Teaching in Kabul

Emma Ayres, a violist and former ABC Classic FM radio presenter, discusses her experience in teaching in Kabul at the Afghanistan National Institute of Music.

CP: You teach viola, cello, and violin as well?

EA: A little bit of violin and a little bit of double bass, although I’m not a very good double bass player.

CP: But I imagine the process of a child learning viola is acoustically terrible, because I spent a year learning violin, and at the end of the year, my teacher just said, “Guitar’s your thing.” 

EA: Just the open strings?

CP: Yeah.

EA: Yeah, and plucking.

CP: But do you have to be resilient to get through those early learning times?

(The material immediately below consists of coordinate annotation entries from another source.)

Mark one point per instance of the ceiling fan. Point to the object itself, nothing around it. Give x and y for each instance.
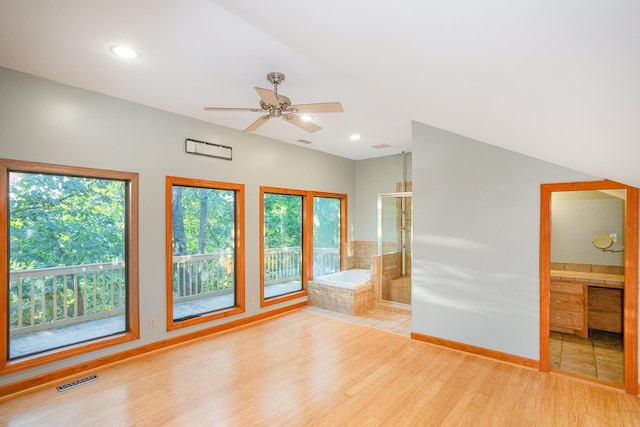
(280, 106)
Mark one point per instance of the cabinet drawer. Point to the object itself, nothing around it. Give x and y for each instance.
(568, 302)
(566, 319)
(567, 287)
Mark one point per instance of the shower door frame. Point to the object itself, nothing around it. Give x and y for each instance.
(403, 195)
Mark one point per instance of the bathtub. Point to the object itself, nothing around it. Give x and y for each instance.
(348, 292)
(347, 279)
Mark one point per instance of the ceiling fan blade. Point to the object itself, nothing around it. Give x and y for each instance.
(322, 107)
(257, 110)
(255, 125)
(297, 121)
(268, 96)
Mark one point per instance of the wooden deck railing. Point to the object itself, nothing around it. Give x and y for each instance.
(51, 297)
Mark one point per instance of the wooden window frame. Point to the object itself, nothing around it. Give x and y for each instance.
(239, 262)
(307, 238)
(132, 268)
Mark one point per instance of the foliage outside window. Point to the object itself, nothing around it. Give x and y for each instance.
(282, 246)
(328, 233)
(72, 278)
(205, 260)
(302, 236)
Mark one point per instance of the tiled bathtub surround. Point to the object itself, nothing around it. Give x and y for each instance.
(354, 301)
(359, 253)
(364, 254)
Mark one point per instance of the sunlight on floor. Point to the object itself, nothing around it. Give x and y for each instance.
(397, 323)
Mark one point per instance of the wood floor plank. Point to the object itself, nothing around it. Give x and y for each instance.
(305, 369)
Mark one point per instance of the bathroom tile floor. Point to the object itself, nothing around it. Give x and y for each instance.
(397, 323)
(600, 355)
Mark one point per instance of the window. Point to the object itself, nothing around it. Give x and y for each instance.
(205, 255)
(328, 233)
(302, 235)
(71, 261)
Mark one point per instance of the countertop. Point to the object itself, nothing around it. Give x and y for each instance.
(601, 280)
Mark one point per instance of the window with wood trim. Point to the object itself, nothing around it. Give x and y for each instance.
(291, 222)
(205, 251)
(329, 232)
(69, 262)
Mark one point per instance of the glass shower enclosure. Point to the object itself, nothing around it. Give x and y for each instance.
(394, 247)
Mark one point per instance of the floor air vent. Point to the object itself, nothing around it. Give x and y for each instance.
(75, 383)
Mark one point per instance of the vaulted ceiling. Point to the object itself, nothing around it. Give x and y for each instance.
(556, 80)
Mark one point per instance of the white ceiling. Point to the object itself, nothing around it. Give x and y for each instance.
(554, 79)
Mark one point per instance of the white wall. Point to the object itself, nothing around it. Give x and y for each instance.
(576, 217)
(375, 176)
(44, 121)
(476, 241)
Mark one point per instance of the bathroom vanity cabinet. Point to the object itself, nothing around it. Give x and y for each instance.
(568, 308)
(580, 301)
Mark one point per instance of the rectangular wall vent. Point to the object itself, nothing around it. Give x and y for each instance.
(75, 383)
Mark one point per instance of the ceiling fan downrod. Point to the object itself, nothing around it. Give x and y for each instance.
(275, 78)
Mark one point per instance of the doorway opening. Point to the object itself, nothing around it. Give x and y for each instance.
(588, 285)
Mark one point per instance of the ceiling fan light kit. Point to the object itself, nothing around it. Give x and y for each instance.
(280, 106)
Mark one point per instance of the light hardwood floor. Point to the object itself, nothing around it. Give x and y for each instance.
(305, 369)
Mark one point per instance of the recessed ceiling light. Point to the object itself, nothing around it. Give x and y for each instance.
(124, 52)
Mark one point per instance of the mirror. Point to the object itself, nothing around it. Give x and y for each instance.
(602, 241)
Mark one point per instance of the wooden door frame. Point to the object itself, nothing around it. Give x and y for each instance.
(630, 327)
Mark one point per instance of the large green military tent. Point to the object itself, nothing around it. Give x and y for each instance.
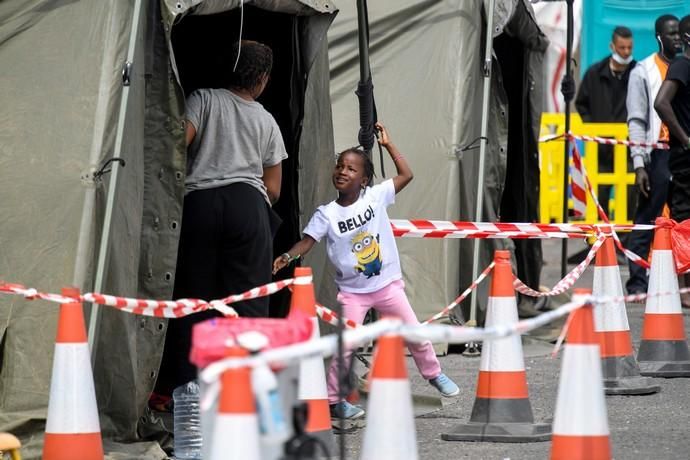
(87, 81)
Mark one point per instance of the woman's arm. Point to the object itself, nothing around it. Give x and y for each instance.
(404, 175)
(300, 248)
(272, 178)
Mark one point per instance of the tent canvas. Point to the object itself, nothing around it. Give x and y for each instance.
(62, 92)
(426, 63)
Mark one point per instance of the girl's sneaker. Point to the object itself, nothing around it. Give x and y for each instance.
(345, 410)
(445, 385)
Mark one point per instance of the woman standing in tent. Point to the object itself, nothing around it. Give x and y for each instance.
(234, 174)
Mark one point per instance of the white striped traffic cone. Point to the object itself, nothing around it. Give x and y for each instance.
(619, 366)
(663, 347)
(390, 432)
(236, 429)
(502, 410)
(73, 431)
(580, 426)
(312, 375)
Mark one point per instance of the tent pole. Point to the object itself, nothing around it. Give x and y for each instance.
(482, 152)
(94, 319)
(567, 99)
(364, 70)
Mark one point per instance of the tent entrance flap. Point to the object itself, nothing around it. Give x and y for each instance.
(203, 47)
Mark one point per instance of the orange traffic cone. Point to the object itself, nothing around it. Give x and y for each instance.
(663, 348)
(236, 429)
(10, 445)
(580, 426)
(619, 366)
(312, 376)
(389, 400)
(72, 427)
(502, 410)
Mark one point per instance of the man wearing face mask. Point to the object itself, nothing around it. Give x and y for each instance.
(644, 125)
(673, 106)
(602, 93)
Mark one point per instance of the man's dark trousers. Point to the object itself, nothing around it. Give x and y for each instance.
(648, 209)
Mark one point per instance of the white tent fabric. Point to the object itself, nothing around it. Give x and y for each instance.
(552, 20)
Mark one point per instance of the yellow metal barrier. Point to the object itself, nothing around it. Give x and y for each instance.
(551, 161)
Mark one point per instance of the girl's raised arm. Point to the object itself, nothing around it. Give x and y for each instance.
(404, 175)
(300, 248)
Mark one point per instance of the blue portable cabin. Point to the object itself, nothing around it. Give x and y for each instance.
(600, 17)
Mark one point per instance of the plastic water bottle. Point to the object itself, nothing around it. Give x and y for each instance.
(187, 422)
(272, 425)
(272, 422)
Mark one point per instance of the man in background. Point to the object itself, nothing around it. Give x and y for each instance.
(602, 94)
(644, 125)
(673, 106)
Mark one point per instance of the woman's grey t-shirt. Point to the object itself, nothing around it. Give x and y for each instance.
(235, 140)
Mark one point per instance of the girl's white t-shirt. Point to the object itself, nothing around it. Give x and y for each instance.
(359, 240)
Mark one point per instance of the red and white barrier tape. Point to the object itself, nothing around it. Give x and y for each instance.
(420, 228)
(636, 259)
(462, 296)
(605, 140)
(155, 308)
(577, 187)
(568, 280)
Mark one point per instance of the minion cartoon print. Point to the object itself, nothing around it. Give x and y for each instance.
(368, 253)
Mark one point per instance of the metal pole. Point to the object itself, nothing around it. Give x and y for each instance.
(482, 152)
(362, 25)
(567, 99)
(94, 319)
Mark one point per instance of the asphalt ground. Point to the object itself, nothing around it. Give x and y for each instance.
(642, 427)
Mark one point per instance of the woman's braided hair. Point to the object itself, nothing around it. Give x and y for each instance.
(255, 61)
(366, 161)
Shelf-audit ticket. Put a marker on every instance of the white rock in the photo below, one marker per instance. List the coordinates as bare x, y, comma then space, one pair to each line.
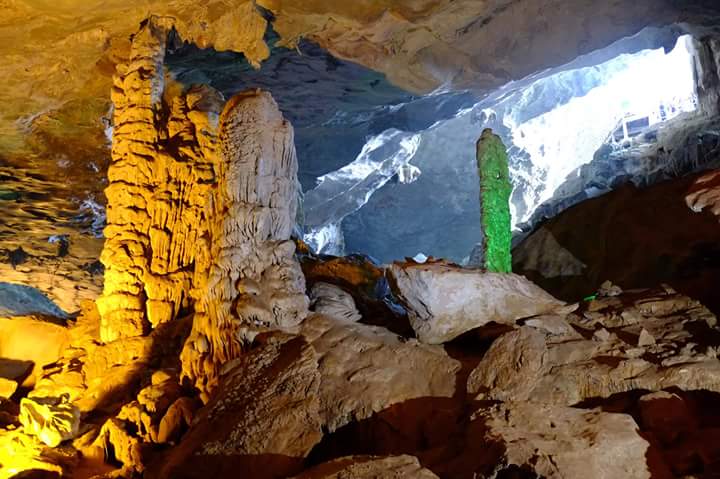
445, 301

EA: Actually, there was an amazing experience that happened a few months ago, which was terrible, actually. There was a massive bomb that went off at the police academy, and about 30 police cadets were killed. I was at home, and it was warm, and I was sitting outside having a nice cold drink, and I heard the sound of this bomb going off. The thing is that a bomb is actually an incredible sound, because its like it just takes every sound around and makes it into this perfect round thing. So it’s something that you just don’t experience very much. But the thing is that it ends everything. All these young men died.

Then I went to school the next day, as you do, and I listened to a beginning string student, and it sounded absolutely terrible. I was thinking about the sound of the bomb, which was kind of perfect, but it ended everything, and then the sound of this little kid playing the viola, and it sounded so terrible, but the thing is, it’s the beginning of something so incredible.

Emma Ayres, in an interview with Charlie Pickering. The Weekly. Series 2, episode 3. 17 February 2016.